Learn

It turns out that, when we run a hypothesis test with a significance threshold, the significance threshold is equal to the type I error (false positive) rate for the test. To see this, we can use a simulation.

Recall our quiz question example: the null hypothesis is that the probability of getting a quiz question correct is equal to 70%. We’ll make a type I error if the null hypothesis is correct (the true probability of a correct answer is 70%), but we get a significant p-value anyways.

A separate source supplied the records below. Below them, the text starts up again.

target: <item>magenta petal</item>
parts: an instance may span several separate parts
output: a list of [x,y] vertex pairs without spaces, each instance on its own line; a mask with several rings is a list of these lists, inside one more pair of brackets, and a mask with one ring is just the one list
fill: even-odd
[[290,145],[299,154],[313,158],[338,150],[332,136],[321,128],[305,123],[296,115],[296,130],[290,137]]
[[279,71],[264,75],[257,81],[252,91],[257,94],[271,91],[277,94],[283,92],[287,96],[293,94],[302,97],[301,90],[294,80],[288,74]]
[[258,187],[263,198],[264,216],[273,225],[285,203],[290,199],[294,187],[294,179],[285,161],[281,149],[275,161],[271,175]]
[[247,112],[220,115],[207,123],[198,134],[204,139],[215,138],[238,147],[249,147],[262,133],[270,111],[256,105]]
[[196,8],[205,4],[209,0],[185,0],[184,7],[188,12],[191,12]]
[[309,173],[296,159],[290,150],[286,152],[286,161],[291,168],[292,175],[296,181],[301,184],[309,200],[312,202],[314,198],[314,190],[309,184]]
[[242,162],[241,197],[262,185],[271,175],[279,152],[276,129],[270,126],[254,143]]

Now, consider the following simulation code:

``````false_positives = 0
sig_threshold = 0.05

for i in range(1000):
sim_sample = np.random.choice(['correct', 'incorrect'], size=100, p=[0.7, 0.3])
num_correct = np.sum(sim_sample == 'correct')
p_val = binom_test(num_correct, 100, 0.7)
if p_val < sig_threshold:
false_positives += 1

print(false_positives/1000) #Output: 0.0512``````

This code does the following:

• Set the significance threshold equal to 0.05 and a counter for false positives equal to zero.
• Repeat these steps 1000 times:
• Simulate 100 learners, where each learner has a 70% chance of answering a quiz question correctly.
• Calculate the number of simulated learners who answered the question correctly. Note that, because each learner has a 70% chance of answering correctly, this number will likely be around 70, but will vary every time by random chance.
• Run a binomial test for the simulated sample where the null hypothesis is that the probability of a correct answer is 70% (0.7). Note that, every time we run this test, the null hypothesis is true because we simulated our data so that the probability of a correct answer is 70%.
• Add `1` to our false positives counter every time we make a type I error (the p-value is significant).
• Print the proportion of our 1000 tests (on simulated samples) that resulted in a false positive.

Note that the proportion of false positive tests is very similar to the value of the significance threshold (0.05).

### Instructions

1.

The code from the narrative has been provided for you in script.py with one small change: the code to create `sim_sample` has been altered so that the simulated learners each have an 80% chance of answering the question correctly. Change the call to `binom_test()` so that, for each simulated dataset, you’re running a binomial test where the null hypothesis is true. Press “Run”.

If you’ve done this correctly, you should see that the proportion of tests resulting in a false positive is close to the significance threshold (0.05).

2.

Now, change the significance threshold to `0.01` and press “Run”.

Note that the proportion of simulations that result in a type I error should now be close to 0.01.